The AI Words You'll Hear: A Plain-English Glossary
Somewhere soon, someone's going to say "oh, it's just a neural network with billions of parameters" — in a podcast, a meeting, a group chat — and you'll catch that little flicker of should I know what that means? go around the room. Here's the quiet secret of this whole chapter: you already do.
Every intimidating word in AI is just a label for something you've already met in plain language. So this is the optional pop-the-hood tour — and remember, way back in the second lesson, popping the hood was always a bonus, never a requirement. You don't need a single word in here to use AI well. But they're quick, and honestly kind of fun to defang. So let's go.
Start with the one that keeps following you around: tokens
You've bumped into tokens twice already — as the size of the desk back when we talked about what the AI can hold, and as the taxi meter when we talked about paying for the API. Both times with a quiet "we'll get to it." This is getting to it.
A token is just a chunk of text the AI reads and writes in — usually a whole word, sometimes a piece of one (walking might be handled as walk plus ing). That's the unit behind the things you've already seen: the desk holds so many tokens, and the API meter ticks up token by token. That's the entire idea. You don't need to know how the chopping-up works — just that the AI counts in chunks, not letters.
How it got built: training, neural network, parameters
These three travel together, and they're all about how the AI was made — long before you ever typed anything into it.
Training is the big one. It's the stretch where the model learned its patterns by reading that staggering pile of text — the "Large" in "Large Language Model" from the very first lesson. The part worth holding onto: it happened once, done by the maker, and then it stopped. The model is baked and set before you show up. That's exactly why, earlier, correcting it mid-chat never stuck — it was trained once, then frozen.

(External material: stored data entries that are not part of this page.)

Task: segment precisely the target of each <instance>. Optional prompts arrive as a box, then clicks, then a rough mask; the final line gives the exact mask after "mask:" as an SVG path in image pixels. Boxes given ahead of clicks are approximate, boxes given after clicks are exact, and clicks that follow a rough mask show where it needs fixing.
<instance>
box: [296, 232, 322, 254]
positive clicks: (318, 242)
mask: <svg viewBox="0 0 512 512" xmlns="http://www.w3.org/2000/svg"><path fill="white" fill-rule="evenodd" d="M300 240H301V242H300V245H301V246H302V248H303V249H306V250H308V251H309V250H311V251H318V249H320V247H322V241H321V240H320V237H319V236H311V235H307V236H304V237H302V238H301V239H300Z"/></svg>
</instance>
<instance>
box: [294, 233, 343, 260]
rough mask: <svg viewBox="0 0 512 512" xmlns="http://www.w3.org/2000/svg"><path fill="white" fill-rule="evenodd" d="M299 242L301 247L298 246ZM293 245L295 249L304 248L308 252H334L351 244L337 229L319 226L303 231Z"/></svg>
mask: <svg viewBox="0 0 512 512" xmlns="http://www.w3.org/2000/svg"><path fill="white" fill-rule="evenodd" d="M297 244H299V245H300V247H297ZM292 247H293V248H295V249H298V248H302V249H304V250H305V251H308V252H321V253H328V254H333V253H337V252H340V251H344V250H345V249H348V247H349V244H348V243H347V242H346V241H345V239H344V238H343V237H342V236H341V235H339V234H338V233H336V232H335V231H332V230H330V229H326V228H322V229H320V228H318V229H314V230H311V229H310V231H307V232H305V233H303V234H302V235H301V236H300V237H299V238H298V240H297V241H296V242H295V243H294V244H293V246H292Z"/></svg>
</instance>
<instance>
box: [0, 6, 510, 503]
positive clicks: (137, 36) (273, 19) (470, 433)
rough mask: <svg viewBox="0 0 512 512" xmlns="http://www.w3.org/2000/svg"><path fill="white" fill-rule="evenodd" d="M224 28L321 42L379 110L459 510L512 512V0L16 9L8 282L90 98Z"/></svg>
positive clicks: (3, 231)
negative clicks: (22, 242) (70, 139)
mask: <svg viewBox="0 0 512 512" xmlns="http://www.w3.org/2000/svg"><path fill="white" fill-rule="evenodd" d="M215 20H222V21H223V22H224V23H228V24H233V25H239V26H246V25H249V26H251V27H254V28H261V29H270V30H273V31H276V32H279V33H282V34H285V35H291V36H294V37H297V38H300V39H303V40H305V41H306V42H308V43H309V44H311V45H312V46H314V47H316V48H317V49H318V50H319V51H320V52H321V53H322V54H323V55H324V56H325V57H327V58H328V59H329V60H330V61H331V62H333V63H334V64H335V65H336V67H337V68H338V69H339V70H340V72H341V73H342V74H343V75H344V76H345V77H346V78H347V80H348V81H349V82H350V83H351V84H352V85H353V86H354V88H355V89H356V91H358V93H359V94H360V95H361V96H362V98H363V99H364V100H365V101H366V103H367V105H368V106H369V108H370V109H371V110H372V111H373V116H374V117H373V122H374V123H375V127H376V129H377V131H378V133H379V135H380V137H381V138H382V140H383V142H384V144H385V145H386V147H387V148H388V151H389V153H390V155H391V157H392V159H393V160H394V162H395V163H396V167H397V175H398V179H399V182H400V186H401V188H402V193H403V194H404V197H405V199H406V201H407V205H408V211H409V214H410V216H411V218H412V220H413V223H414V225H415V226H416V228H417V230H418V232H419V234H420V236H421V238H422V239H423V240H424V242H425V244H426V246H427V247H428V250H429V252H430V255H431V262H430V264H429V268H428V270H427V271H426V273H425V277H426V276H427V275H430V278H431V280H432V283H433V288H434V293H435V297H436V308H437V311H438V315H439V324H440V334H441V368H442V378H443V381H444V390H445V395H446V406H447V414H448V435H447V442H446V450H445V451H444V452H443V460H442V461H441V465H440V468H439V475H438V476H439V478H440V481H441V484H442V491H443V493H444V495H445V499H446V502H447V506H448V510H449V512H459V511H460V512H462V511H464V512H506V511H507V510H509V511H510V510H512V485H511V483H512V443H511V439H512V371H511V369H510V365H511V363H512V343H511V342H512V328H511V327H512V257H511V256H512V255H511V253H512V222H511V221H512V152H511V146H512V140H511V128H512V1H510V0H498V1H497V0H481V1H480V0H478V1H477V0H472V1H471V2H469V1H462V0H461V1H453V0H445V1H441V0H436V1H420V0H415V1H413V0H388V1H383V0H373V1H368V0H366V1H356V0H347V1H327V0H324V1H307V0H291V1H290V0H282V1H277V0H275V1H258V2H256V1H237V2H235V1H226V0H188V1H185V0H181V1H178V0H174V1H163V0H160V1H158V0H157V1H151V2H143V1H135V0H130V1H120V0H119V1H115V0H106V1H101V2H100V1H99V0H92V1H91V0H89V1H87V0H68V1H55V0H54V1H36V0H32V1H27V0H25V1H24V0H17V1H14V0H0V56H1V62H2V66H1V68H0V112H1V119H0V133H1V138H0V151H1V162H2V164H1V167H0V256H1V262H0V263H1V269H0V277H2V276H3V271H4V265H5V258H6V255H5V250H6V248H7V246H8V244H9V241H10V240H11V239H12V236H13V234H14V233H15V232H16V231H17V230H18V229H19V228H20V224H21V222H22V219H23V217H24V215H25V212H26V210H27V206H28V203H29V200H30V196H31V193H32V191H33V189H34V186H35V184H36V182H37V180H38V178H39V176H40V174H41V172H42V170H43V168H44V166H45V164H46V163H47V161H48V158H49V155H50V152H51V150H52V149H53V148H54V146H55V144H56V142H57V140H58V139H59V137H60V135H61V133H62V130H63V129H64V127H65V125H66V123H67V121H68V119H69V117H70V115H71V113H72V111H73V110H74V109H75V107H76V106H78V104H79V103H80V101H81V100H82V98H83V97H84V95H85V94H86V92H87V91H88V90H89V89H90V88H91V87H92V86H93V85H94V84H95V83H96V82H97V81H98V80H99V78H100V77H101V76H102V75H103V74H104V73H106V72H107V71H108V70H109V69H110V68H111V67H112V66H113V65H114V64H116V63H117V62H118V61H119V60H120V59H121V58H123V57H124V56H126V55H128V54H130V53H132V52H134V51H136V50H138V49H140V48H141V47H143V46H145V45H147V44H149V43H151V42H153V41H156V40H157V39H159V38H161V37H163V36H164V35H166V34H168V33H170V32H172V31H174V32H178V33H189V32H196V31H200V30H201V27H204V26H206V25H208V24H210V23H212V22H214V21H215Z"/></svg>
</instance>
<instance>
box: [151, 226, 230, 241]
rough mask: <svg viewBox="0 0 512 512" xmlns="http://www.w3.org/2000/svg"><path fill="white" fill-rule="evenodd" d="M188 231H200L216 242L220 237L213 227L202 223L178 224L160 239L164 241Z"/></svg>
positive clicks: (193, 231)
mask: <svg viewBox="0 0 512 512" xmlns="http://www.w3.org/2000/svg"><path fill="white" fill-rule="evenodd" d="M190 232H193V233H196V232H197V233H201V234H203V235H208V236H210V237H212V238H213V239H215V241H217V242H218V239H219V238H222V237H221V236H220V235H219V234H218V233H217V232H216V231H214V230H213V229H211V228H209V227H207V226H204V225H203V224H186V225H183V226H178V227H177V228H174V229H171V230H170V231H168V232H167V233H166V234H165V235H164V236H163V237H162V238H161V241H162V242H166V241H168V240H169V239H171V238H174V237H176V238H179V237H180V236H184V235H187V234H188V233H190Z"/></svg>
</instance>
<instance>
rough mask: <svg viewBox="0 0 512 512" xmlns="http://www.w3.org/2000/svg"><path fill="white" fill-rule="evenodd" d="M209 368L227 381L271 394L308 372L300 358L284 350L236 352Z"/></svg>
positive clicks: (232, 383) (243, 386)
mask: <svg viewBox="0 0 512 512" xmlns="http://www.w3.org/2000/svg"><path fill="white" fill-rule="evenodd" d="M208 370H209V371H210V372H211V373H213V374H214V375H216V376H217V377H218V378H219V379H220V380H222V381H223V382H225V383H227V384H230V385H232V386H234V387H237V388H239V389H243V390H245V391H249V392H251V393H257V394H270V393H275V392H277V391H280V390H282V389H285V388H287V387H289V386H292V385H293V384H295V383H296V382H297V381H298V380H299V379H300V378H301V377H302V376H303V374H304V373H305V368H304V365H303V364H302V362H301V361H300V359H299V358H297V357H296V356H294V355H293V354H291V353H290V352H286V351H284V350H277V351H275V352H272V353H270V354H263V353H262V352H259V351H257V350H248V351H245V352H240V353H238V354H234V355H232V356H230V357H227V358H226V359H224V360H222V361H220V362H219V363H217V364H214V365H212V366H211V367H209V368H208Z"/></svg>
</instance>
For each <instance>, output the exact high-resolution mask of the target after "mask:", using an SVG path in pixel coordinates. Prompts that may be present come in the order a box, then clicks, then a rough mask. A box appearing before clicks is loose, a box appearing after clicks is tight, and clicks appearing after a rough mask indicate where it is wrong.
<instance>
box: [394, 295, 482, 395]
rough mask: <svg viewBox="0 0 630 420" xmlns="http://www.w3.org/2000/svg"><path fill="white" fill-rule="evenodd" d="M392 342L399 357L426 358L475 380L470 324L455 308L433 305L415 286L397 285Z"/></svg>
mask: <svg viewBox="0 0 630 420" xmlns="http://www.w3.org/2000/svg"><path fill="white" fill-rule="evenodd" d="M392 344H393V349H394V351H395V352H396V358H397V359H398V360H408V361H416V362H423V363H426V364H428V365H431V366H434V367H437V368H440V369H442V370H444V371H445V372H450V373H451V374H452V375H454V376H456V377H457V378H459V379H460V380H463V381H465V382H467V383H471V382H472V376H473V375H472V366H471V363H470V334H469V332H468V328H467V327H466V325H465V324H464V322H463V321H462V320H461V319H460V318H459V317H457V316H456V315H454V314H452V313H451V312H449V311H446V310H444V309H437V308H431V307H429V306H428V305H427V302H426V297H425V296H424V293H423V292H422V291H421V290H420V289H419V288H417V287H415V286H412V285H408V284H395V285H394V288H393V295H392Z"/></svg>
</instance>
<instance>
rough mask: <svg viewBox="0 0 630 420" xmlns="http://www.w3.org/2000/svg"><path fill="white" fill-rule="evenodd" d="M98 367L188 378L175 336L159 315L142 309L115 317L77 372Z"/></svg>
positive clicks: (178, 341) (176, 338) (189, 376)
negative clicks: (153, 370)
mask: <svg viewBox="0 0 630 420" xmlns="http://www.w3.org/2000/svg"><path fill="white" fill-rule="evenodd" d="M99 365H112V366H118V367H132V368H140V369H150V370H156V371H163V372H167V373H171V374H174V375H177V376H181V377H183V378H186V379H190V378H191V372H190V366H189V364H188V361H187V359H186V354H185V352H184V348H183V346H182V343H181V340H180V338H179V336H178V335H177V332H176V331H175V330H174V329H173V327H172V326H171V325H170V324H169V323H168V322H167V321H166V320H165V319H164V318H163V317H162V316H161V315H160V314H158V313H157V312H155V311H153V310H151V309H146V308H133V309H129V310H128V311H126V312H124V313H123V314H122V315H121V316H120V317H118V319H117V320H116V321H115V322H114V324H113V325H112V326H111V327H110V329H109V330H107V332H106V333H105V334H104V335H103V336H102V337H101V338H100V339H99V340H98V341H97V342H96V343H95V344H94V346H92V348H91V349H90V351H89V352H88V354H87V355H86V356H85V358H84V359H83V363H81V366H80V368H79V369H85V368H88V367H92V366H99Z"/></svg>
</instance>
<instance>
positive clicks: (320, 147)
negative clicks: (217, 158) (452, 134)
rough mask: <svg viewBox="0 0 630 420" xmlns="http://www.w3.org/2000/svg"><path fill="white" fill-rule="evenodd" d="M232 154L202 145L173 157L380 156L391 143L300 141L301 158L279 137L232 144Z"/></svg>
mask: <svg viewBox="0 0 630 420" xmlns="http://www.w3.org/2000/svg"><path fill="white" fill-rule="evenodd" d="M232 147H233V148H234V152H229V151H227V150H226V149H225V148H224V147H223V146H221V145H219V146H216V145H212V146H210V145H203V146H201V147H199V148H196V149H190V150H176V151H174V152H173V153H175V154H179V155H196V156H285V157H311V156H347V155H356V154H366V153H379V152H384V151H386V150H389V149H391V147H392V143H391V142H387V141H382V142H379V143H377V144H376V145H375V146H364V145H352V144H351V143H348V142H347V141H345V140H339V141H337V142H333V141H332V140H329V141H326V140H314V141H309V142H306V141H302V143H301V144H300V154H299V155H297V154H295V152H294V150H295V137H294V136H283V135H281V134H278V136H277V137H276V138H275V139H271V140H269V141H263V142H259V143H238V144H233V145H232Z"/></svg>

A neural network is the kind of structure that does that learning. The name sounds like brain surgery; the idea is gentler than that. It's loosely inspired by the way brain cells link up and pass signals along, and it's simply very, very good at picking up patterns from data. That really is all you need to carry. The actual math is a whole career — and squarely the "mechanic" path you already decided you were happy to skip.
Parameters are what the training actually tunes. Picture a huge bank of tiny dials inside the network, each nudged a hair during training until the whole thing hums. So when someone says a model has "seventy billion parameters," they're really just quoting its rough size — more dials, loosely speaking, more capacity. Hear the number as a ballpark, not a score.
The ones you've already got
Some of these you can practically wave through — you met them chapters ago. Four in particular sit inside each other, exactly the way we drew them in the very first lesson:
And a few more that have already come up by name:
- Model — the industry's word for the trained system itself. The first lesson's tip still works: mentally swap in "the AI brain that does the work."
- Prompt — simply what you type in. A whole lesson went into giving it a good one: role, task, target.
- Hallucination — from the last lesson: a confident, made-up answer, delivered in the very same calm voice it uses when it's right.
A few more you'll bump into
Last handful — the ones that turn up in headlines.
Multimodal describes an AI that handles more than one kind of content — text and images and audio, say. Remember the one trick wearing different costumes, from the lesson on what AI can make beyond words? A multimodal model is one that wears several of those costumes at once.
Open-weight (you'll also hear "open-source") means the maker shares the model itself, so anyone can download it and run or tweak it on their own machine — rather than only reaching it through the maker's app. Most big-name tools are closed; a few makers, like Mistral, choose to share theirs.
API you've technically already met — the "builder's door" from the lesson on paying. It's the pay-per-use pipe developers wire a model into their own software through, billed by the token.
Fine-tuning is the one genuinely new idea here: taking a model that's already been trained and nudging it with a batch of specific examples, so it gets sharper at one particular job. The giant training is the foundation; fine-tuning is a light coat of paint on top.
So where that leaves you
Look back at what just happened. Every one of those words turned out to be a label for something you already understood — a chunk of text, a learning phase, a bank of dials, a thing tucked inside a bigger thing. Not one of them was the wall it pretended to be.
So the next time one of these lands in a conversation, you won't flinch. You'll nod. And if poking around under the hood turned out to be the fun part for you — that's worth noticing. There's a whole path for the people who want to know how the engine works, or build one of their own; the second lesson called them the mechanic and the engine designer. You never have to walk through that door. But you've more than earned the right to, any time the curiosity strikes.